By James Myers
One of the most interesting things about ChatGPT technology is the types of philosophical questions that people ask the machine. Questions for which no human has a definitive answer, like “What is the meaning of life?” and “Does God exist?”, are put to the machine, which cannot, of course, answer correctly since the response does not exist in its database.
That’s the case at least for the time being, while the machine’s database is largely human-generated. No one knows what will happen as the machine’s database rapidly expands, adding its own outputs and actions that are based on its outputs. If the machine’s database is, for example, now 95% human-generated, what will happen when that proportion drops to 80%, then 50%, then possibly less? Reliability of output, already a significant question, may become even more doubtful.
In the debate over the use and future of ChatGPT that erupted since its debut in November 2022, little has been said about the power of two words: “Common sense.” Common sense is a power that humans have (or lack, in the case of some) that may be impossible to instill in the machine. What is common sense, and why is it so difficult to program?
The history behind these questions, and the shortcomings of the current data-driven machine “learning” model responsible for the rapid expansion AI in everyday applications, is treated with remarkable wisdom, philosophy, and foresight in the compact 142 pages of computer scientist Hector Levesque’s Common Sense, the Turing Test, and the Quest for Real AI (The MIT Press, 2017).
Common sense, Levesque recalls, was a goal of early AI development, in the pre-big data phase that is referred to as Good Old Fashioned AI (GOFAI). Levesque quotes the 1958 paper Programs with Common Sense by AI pioneer John McCarthy (who coined the term “Artificial Intelligence): “We shall therefore say that a program has common sense if it automatically deduces for itself a sufficiently wide class of immediate consequences of anything it is told and what it already knows.” To exercise common sense, McCarthy stressed that a machine must understand the meaning of language, a characteristic not yet exhibited by ChatGPT which is capable only of predicting words based on past patterns.
As humans, we exercise common sense (or, sometimes, fail to do so) with such frequency that we tend to forget its importance.
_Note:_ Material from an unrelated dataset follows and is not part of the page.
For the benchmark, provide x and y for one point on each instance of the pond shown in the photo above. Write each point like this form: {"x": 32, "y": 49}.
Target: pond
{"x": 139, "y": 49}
Whatever it is, common sense requires a shared understanding of the connections between human cause and human effect over time.
I’ll share a personal example of common sense, of the type that Levesque refers to: driving during a blizzard when the road and sky are white with snow and visibility is reduced to perhaps a few metres. What does a human do, when not trained for such conditions? I judged the risks of attempting to pull over and wait out the storm were too great, not knowing exactly where the edge of the road was and worried that other vehicles would not see me. Knowing, however, how other drivers might logically act from the same concerns, I reduced my speed to a minimum, turned on the four-way hazard lights, periodically touched the brakes for greater visibility to anyone following me, and tapped the horn to alert anyone who may be ahead.
What would a computer do, in a similar situation? Would its programmers have been able to anticipate the many unknown variables of the white-out, with the vehicle’s camera unable to differentiate between road and sky?
Let’s not sacrifice reliability of output
As a mortal human whose survival is increasingly dependent on technology, I share Levesque’s desire for reliability. I have no desire to be a victim of an accident of the type that now occurs, for instance in self-driving vehicles that experience technological failures. (Watch this example of a braking failure that resulted in an 8-vehicle pileup).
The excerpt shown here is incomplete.